Внезапно оратор замолчал, не в силах преодолеть одолевшие его чувства. Он стоял, простирая руки вверх, и сила его прозрения, казалось, приподнимала его над полом. Слушатели с криком повскакали с мест. Они махали руками, громко смеясь от волнения. И Юргис вместе со всеми кричал, срывая голос, кричал, потому что не мог не кричать, потому что он был во власти обуревавших его чувств. Причиной этого были не только слова оратора, не только его покоряющее красноречие. Это было действие его личности, его голоса — голоса со странными интонациями, проникавшими в душу, как звук колокола, захватывавшего слушателя, потрясавшего его внезапным трепетом, ощущением чего-то неведомого, как будто человек прикоснулся к неизреченным тайнам, вселяющим благоговение и ужас. Перед Юргисом раскрывались широчайшие картины, земля разверзалась под ним, он испытывал смятение, подъем, содрогание. Он переставал чувствовать себя просто человеком — он был полон неведомых сил, враждебные демоны спорили в нем, вековые тайны требовали выхода из мрака; он сидел, подавленный болью и радостью, кровь билась в кончиках его пальцев, и частое дыхание с трудом вырывалось из груди. Слова этого человека молнией озарили душу Юргиса; поток чувств затопил его — все его старые надежды и желания, старое горе, и гнев, и отчаяние. Все пережитое, казалось, внезапно нахлынуло на него, слившись в новое непередаваемое чувство. Мало того что он терпел такой гнет и такие ужасы — ведь он, униженный и истерзанный, примирился, забыл о своих обидах, не делал даже попыток бороться — в этом было самое страшное, безумное, невыносимое для человеческого сознания! «Что есть убийство плоти, если убивается душа?» — спрашивает пророк. Юргис и был тем человеком, чью душу убили, человеком, переставшим надеяться и бороться, примирившимся с унижением и отчаянием. И вдруг в единый мучительный миг эта черная, отвратительная истина открылась ему! Рухнули все устои его души, казалось, небо раскололось над его головой, а он стоял, подняв кулаки, глаза его налились кровью, на лбу вздулись синие вены, и он ревел, как дикий зверь, исступленно, безумно, бессвязно. Когда же его голос отказал, он долго стоял еще, судорожно вздыхая, и хрипло бормотал про себя: «Боже мой! Боже мой! Боже мой!»
Оратор отошел в сторону, вернулся на свое место среди сидевших в глубине эстрады, и Юргис понял, что его речь окончена. Аплодисменты не прекращались несколько минут. Потом кто-то запел, толпа подхватила, и мощные звуки потрясли стены зала. Юргис никогда не слышал этой песни и не улавливал слов, но бурный вдохновенный ритм захватил его — это была марсельеза! Он слушал строфу за строфой, сжимая руки, и каждый нерв его трепетал. Никогда в жизни он не был так взволнован — в нем совершилось чудесное превращение. Он не мог думать, так как был слишком оглушен; но он знал, что в охватившем его душу мощном подъеме родился новый человек. Он был вырван из когтей гибели, освобожден от ига отчаяния. Весь мир изменился для него — он был свободен, свободен! Если даже ему придется страдать по-прежнему, просить милостыню и голодать, все будет по-новому.
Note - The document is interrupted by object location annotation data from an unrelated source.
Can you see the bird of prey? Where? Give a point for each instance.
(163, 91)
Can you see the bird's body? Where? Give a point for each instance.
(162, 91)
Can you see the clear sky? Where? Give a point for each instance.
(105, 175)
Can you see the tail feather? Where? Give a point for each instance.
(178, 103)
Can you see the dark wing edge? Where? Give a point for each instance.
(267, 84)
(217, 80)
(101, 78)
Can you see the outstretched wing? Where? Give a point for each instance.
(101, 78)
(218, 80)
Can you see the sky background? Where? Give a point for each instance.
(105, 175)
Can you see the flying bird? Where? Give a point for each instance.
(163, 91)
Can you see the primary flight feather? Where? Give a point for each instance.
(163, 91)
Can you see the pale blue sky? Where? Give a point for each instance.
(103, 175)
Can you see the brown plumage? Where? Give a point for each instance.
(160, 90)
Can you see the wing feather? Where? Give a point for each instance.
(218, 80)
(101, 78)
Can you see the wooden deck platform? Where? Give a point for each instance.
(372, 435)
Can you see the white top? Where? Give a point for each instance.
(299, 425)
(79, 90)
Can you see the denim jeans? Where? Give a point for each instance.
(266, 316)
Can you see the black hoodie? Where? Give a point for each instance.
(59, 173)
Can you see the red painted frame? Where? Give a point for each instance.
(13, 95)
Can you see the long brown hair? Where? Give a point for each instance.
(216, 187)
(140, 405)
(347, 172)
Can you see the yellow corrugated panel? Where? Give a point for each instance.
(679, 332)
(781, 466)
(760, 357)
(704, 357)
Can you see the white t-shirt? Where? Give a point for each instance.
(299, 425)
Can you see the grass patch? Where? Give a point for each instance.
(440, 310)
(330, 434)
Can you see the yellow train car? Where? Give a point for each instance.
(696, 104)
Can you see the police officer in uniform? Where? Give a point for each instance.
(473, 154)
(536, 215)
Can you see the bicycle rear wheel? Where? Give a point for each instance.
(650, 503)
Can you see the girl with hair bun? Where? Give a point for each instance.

Он будет понимать и терпеть. Он больше не будет игрушкой обстоятельств, он будет человеком, у него будут новая и ясная цель, будет за что бороться, за что умереть, если потребуется! Эти люди научат его и помогут ему. У него будут друзья и союзники, перед ним будет лик справедливости, и он пойдет рука об руку с могучей силой.
Публика постепенно утихла, и Юргис сел. Председатель митинга вышел вперед и заговорил. Его голос, казалось, звучал слабо и глухо, и Юргис ощутил это как профанацию. Зачем кто-то говорит после того удивительного человека?! Почему не сидят все в молчании? Председатель объявил, что сейчас будет произведен сбор на покрытие расходов по устройству митинга и в агитационный фонд партии. Но Юргис не мог дать ни гроша и поэтому стал думать о другом.
Он не сводил глаз с оратора, который сидел в кресле, опустив голову на руку. Его поза выражала крайнее изнеможение. Но вдруг он поднялся, и председатель заявил, что теперь оратор ответит на вопросы слушателей. Какая-то женщина встала и попросила оратора пояснить ей то, что он говорил о Толстом. Юргис никогда не слыхал о Толстом и совершенно не интересовался им. Зачем задают подобные вопросы после такого призыва? Тут надо не разговаривать, а действовать. Привлечь людей, пробудить их, организовать, подготовить к борьбе!